In multivariate analysis, high KLK11 was found to be significantly associated with a longer PFS and OS (HR 0.53 and 0.48; P = 0.042 and P = 0.037, respectively). Kaplan–Meier survival curves (Fig. 3) further demonstrate that lung cancer patients with high KLK11 have substantially longer PFS and OS (P < 0.05), compared to those with low KLK11 cancer. As expected, disease stage was found to be strongly associated with decreased PFS and OS, in both univariate and multivariate analyses (P < 0.05).

Fig. 3

Kaplan–Meier survival curves for PFS and OS in patients with KLK11-high and -low NSCLC. Log-rank test determined that the PFS and OS in high KLK11 group were significantly longer than those in the low KLK11 group (P = 0.003; P = 0.018)

Discussion

During the last few years, numerous studies have been published which attempt to refine our understanding of determinants of prognosis in lung cancer by analyzing tumor-associated markers thought to be of biologic relevance in the carcinogenic process. Proteolytic enzymes of several catalytic classes have emerged as important prognostic factors in cancer [12]. Among these enzymes are many members of human tissue kallikrein family of secreted serine proteases, including KLK11, a promising biomarker for lung cancer diagnosis, and prognosis [11,13].

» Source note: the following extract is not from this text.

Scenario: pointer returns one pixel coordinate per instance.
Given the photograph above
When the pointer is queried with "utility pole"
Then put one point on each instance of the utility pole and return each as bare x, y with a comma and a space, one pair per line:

In the present study, serum KLK11 levels were significantly elevated in patients with lung cancer compared with control subjects, making them potential adjunctive tools for diagnosis of lung cancer. Furthermore, at a cutoff point of 1.05 ng/ml, KLK11 had a sensitivity of 91.3 % and a specificity of 72.5 % for the prediction of lung cancer. Importantly, the serum KLK11 levels did not differ significantly with age, gender, and histology. The levels of KLK11 were significantly correlated with TNM stage, the presence of lymph node, and distant metastases.

Several previous studies have reported an association between kallikrein mRNA expression and cancer prognosis [14-16]. KLK5 and KLK4 have been associated with poor prognosis in ovarian cancer, and KLK5 has also been shown to be associated with poor prognosis in breast cancer [17,18]. In contrast, KLK8 and KLK9 expression have been reported to be favorable prognosis in ovarian cancer [19,20]. In addition, KLK12 is reported to be an independent and favorable prognostic marker for breast cancer [21]. Sasaki et al. [11] have indicated that there is a significant correlation between decreased KLK11 mRNA expression level and poor prognosis in lung cancer. This study supports the increasing body of literature demonstrating the expression of kallikrein family gene involvement in the prognosis of human cancers. The most striking association we observed in NSCLC patients was a significant correlation between increased KLK11 level and favorable prognosis. We have demonstrated that high KLK11 was significantly associated with an increased PFS and OS in univariate analysis. This relationship was further illustrated in the Kaplan–Meier survival curves. Multivariate analysis also indicated that KLK11 was an independent indicator of PFS and OS.

In conclusion, our data suggest that serum KLK11 may be a useful diagnostic biomarker and shows a promising potential as prognostic marker in NSCLC patients. More large-scale prospective studies are warranted to confirm the findings.